Molecular basis of proton-sensing by G protein-coupled receptors

Abstract Three proton-sensing G protein-coupled receptors (GPCRs), GPR4, GPR65, and GPR68, respond to changes in extracellular pH to regulate diverse physiology and are implicated in a wide range of diseases. A central challenge in determining how protons activate these receptors is identifying the set of residues that bind protons. Here, we determine structures of each receptor to understand the spatial arrangement of putative proton sensing residues in the active state. With a newly developed deep mutational scanning approach, we determined the functional importance of every residue in proton activation for GPR68 by generating ∼9,500 mutants and measuring effects on signaling and surface expression.
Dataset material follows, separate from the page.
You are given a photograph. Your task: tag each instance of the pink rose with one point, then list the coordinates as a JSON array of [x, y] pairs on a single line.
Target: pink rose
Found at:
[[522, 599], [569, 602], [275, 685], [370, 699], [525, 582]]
This unbiased screen revealed that, unlike other proton-sensitive cell surface channels and receptors, no single site is critical for proton recognition in GPR68. Instead, a network of titratable residues extend from the extracellular surface to the transmembrane region and converge on canonical class A GPCR activation motifs to activate proton-sensing GPCRs. More broadly, our approach integrating structure and unbiased functional interrogation defines a new framework for understanding the rich complexity of GPCR signaling. One-sentence summary The protonation networks governing activation of human pH-sensing GPCRs are uncovered by integrative cryo-EM and deep mutational scanning.